The semiconductor industry is going through an interesting time. The market is once again flooded with cheap offshore silicon reminiscent of the DRAM market of the late '80s. Consumer electronics technology in general has reached a point where it is deployed at incredibly low cost, creating a U.S. demand for-as well as a dependency on-cheap foreign silicon. This is similar to the beginning of the energy crisis of the late '60s and early '70s, when a barrel of oil sold for under $3 to an oil-hungry nation. Eventually, the U.S. became so dependent on outside resources that domestic production was virtually shut down.

There are more new fabless semiconductor companies in Taiwan, China and India than there are in the United States, which at one time led the world in semiconductor startup companies. U.S. semiconductor companies, under extreme pressure to find cheaper alternatives to drive down the high cost of R&D, are moving their technology development to low-cost, offshore sites. While this is happening, the industry as a whole is at an inflection point, looking for the new "killer app" to grow it to the next level, or at least to regain those enjoyed in the late 1990s.

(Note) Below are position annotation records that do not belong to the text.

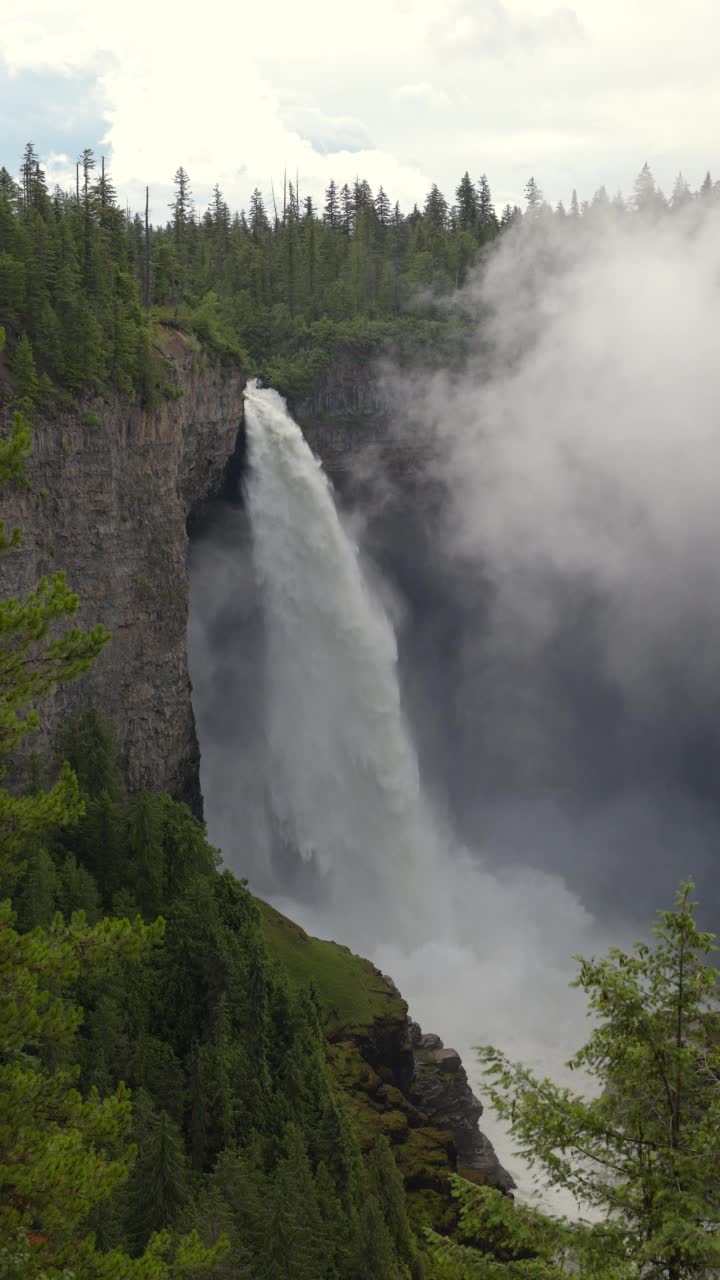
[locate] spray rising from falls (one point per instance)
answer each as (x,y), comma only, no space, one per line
(343,776)
(481,955)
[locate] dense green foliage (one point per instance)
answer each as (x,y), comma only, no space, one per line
(86,288)
(87,291)
(238,1127)
(641,1152)
(167,1101)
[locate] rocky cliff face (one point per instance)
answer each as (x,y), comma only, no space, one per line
(112,488)
(440,1088)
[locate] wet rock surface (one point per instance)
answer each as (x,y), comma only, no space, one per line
(112,488)
(440,1088)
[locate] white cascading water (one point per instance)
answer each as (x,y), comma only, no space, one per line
(342,769)
(482,956)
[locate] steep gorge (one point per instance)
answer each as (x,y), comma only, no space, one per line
(112,490)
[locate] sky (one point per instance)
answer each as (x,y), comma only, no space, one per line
(404,92)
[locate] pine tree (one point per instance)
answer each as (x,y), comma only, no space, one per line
(642,1150)
(486,208)
(645,191)
(181,205)
(24,373)
(383,209)
(468,204)
(331,215)
(434,209)
(680,193)
(258,216)
(533,199)
(158,1189)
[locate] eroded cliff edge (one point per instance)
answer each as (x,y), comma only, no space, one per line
(110,492)
(112,489)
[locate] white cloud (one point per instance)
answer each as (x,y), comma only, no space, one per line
(577,95)
(491,28)
(423,94)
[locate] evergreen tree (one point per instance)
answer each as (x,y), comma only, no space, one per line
(24,371)
(486,208)
(643,1150)
(468,204)
(331,214)
(533,199)
(158,1189)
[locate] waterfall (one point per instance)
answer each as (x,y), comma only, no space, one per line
(481,955)
(342,771)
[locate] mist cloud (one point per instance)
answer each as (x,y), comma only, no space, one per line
(578,547)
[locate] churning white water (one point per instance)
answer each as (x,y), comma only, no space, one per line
(482,958)
(342,771)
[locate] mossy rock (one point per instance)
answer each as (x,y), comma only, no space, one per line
(427,1207)
(425,1159)
(478,1178)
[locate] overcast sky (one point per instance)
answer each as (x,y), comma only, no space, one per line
(401,91)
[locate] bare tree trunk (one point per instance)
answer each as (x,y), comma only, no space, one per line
(147,248)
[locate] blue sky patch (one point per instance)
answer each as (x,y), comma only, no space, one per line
(58,113)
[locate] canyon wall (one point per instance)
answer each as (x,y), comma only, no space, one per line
(112,489)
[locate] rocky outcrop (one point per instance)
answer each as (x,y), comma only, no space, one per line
(440,1088)
(112,489)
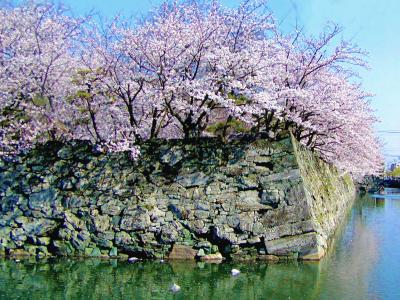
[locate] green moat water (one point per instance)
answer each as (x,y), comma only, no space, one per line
(364,263)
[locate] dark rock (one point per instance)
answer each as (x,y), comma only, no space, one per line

To some extent, the U.S. government is aiding in this quest by spending billions of dollars for research in nano- and biotechnologies for defense and homeland security. Moving to sub-50-nanometer geometries will create new opportunities for many companies. Sub-50-nm geometries will enable cost-effective devices that will be deployed in the billions (not millions) each year.

In the next decade, the average person will have hundreds of system-on-chip (SoC) devices either on them or very near them at any given moment. Such devices will weigh next to nothing and require very little power, but they will have a huge functionality impact.

What all this means is that the semiconductor industry must figure out new and innovative ways to develop multibillion-gate devices with power dissipation of less than 1 milliwatt. The resulting systems will not require such things as cooling fans, because new nano-bio cooling technologies will make fans as archaic as the old icebox of the 1920s. By the same token, a battery charge will last for years, not hours. What's more, rather than simply plugging them into a wall socket, users will be able to recharge them using solar, thermal and kinetic power.

The deployment of nano-biotechnology will also have a positive effect on the semiconductor intellectual-property business. As these SoCs are developed, several hundred IP blocks may be needed to complete a single design.

Just as we can't imagine designing and verifying chips today without the aid of EDA tools, a few years from now, as these SoC devices are specified and developed, we will not be able to imagine how we'll build these complex chips without commercially available IP blocks and configurable SoC platforms. From this demand, the IP industry will grow rapidly in the short to midterm, creating opportunities for new IP business and licensing models.

Jauher Zaidi, President and Chief Executive Officer, Palmchip Corp.,San Jose, Calif.